Your withholding and your W-4 have nothing to do with how much nonrefundable credits you can get. Nonrefundable credits are applied to your total "tax liability" for the year, before the withholding or other payments are applied, not to the amount that you owe when you file your tax return. Changing your W-4 will not help you get more nonrefundable credits.
On your 2022 Form 1040 the total tax liability before nonrefundable credits is on line 18. The total nonrefundable credits, including the solar credit, are on Form 1040 line 21. On line 22 the total nonrefundable credits on line 21 are subtracted from the total tax liability on line 18, but the result cannot be less than zero. If the total nonrefundable credits on line 21 are more than the total tax liability on line 18, then you are not able to use all the nonrefundable credits, and line 22 will be zero. If Form 1040 line 22 is not zero, you are using the full amount of all your nonrefundable credits.

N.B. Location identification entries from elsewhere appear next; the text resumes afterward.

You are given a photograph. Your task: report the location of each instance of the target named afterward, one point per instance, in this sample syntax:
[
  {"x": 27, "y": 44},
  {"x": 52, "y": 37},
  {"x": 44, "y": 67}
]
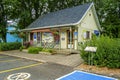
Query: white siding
[{"x": 87, "y": 24}]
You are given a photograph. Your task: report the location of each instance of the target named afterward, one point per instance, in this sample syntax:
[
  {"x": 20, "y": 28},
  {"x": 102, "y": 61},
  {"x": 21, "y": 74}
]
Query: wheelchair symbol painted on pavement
[{"x": 19, "y": 76}]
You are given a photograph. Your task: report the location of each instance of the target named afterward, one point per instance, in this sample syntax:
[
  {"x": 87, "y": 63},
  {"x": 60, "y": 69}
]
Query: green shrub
[
  {"x": 40, "y": 48},
  {"x": 48, "y": 50},
  {"x": 107, "y": 54},
  {"x": 33, "y": 50},
  {"x": 10, "y": 46}
]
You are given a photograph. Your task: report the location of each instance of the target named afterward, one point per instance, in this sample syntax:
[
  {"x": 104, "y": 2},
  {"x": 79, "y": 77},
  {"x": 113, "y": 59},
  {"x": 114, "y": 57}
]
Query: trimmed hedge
[
  {"x": 107, "y": 54},
  {"x": 10, "y": 46}
]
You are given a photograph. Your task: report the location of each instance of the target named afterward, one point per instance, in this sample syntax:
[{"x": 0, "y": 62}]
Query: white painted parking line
[{"x": 18, "y": 68}]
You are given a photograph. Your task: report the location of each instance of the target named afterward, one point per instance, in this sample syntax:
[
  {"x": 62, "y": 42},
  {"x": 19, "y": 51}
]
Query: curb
[{"x": 25, "y": 58}]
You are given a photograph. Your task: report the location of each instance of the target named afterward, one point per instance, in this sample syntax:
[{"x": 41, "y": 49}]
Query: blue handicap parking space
[{"x": 80, "y": 75}]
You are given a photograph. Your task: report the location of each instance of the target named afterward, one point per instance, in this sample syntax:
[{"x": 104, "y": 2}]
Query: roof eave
[{"x": 29, "y": 29}]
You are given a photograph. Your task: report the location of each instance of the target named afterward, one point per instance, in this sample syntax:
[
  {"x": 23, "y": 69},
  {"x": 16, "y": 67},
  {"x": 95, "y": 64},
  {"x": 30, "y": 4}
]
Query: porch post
[
  {"x": 59, "y": 40},
  {"x": 70, "y": 39}
]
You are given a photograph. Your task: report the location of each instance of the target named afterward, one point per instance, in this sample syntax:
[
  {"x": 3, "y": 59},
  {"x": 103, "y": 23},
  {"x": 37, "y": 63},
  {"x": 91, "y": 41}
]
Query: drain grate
[{"x": 19, "y": 76}]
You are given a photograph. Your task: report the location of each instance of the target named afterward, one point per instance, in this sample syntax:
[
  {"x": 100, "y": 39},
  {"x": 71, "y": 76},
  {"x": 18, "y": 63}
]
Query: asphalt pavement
[{"x": 14, "y": 69}]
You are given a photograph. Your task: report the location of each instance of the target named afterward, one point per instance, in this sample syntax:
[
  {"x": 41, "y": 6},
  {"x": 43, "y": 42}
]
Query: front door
[{"x": 70, "y": 41}]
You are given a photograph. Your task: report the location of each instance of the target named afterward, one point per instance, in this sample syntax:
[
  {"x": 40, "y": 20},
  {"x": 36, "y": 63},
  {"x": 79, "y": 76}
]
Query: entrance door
[{"x": 70, "y": 41}]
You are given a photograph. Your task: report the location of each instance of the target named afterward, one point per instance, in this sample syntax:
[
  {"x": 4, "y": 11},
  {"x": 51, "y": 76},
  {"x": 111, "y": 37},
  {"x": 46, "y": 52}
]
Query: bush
[
  {"x": 9, "y": 46},
  {"x": 107, "y": 54},
  {"x": 21, "y": 48},
  {"x": 26, "y": 44},
  {"x": 33, "y": 50}
]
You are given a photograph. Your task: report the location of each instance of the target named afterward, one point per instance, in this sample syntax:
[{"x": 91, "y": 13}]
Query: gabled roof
[{"x": 65, "y": 17}]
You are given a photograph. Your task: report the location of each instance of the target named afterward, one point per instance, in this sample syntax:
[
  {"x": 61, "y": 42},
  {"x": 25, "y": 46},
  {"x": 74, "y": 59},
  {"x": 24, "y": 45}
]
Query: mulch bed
[{"x": 100, "y": 70}]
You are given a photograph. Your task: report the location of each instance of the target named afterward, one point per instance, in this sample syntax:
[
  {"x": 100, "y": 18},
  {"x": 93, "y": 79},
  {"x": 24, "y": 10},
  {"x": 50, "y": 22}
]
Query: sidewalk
[{"x": 72, "y": 60}]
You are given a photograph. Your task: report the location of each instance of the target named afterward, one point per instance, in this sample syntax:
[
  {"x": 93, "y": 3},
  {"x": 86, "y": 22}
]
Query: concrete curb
[{"x": 24, "y": 57}]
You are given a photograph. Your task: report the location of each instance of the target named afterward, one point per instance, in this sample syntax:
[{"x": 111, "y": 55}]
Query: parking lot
[{"x": 13, "y": 68}]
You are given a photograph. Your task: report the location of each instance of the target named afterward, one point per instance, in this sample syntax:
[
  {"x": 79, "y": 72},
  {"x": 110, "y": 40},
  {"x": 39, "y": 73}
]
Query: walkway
[{"x": 72, "y": 60}]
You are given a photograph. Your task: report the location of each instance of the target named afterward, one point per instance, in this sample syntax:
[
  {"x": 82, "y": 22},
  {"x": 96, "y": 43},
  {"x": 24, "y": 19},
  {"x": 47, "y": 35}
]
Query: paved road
[{"x": 37, "y": 70}]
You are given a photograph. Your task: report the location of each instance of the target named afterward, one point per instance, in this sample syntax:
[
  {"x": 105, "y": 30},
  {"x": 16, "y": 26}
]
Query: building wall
[
  {"x": 87, "y": 24},
  {"x": 12, "y": 37}
]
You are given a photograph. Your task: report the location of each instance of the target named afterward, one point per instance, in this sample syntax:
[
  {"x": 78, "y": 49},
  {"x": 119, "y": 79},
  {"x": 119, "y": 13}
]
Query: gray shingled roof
[{"x": 61, "y": 17}]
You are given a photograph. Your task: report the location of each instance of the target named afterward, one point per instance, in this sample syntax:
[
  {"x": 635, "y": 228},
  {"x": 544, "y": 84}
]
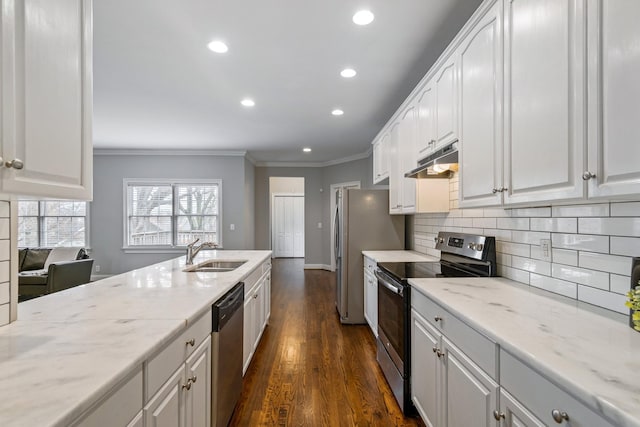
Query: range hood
[{"x": 437, "y": 165}]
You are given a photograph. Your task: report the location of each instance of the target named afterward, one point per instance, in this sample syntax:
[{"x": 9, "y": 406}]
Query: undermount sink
[{"x": 215, "y": 266}]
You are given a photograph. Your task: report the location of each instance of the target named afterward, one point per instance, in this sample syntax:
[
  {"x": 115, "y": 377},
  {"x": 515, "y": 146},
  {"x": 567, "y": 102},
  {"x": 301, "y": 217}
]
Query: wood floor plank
[{"x": 310, "y": 370}]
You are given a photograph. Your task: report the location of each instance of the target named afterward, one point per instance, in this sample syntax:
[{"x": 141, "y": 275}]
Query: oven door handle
[{"x": 387, "y": 284}]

Withholding is subtracted later, on Form 1040 line 25a. It does not affect the amount of nonrefundable credits that you can use on line 22.
The line numbers on Form 1040 for 2023 are expected to be the same as 2022, but the IRS has not yet issued the final Form 1040 for 2023.
The only way to increase your tax liability so that you can use more nonrefundable credits is to increase your income, so that your tax will be higher. Some ways that you could increase your income, besides getting a raise or a higher-paying job, are to
sell investments with a gain, take an IRA distribution, convert part or all of a traditional IRA to a Roth IRA, or contribute to a Roth IRA instead of making deductible contributions to a traditional IRA.
"Should I claim exempt from tax withholdings . . .?"
Note that you cannot claim exempt on your W-4 unless you meet BOTH of the following conditions.
(1) You had no federal income tax liability in 2022
(2) you expect to have no federal income tax liability in 2023.
For this purpose, federal income tax liability is defined as the total tax on line 24 of your 2022 Form 1040. It is not the amount that you owe on your tax return.
But as stated above, claiming exempt on your W-4 would not do any good anyway with regard to how much you can get for the solar credit or any other nonrefundable credit.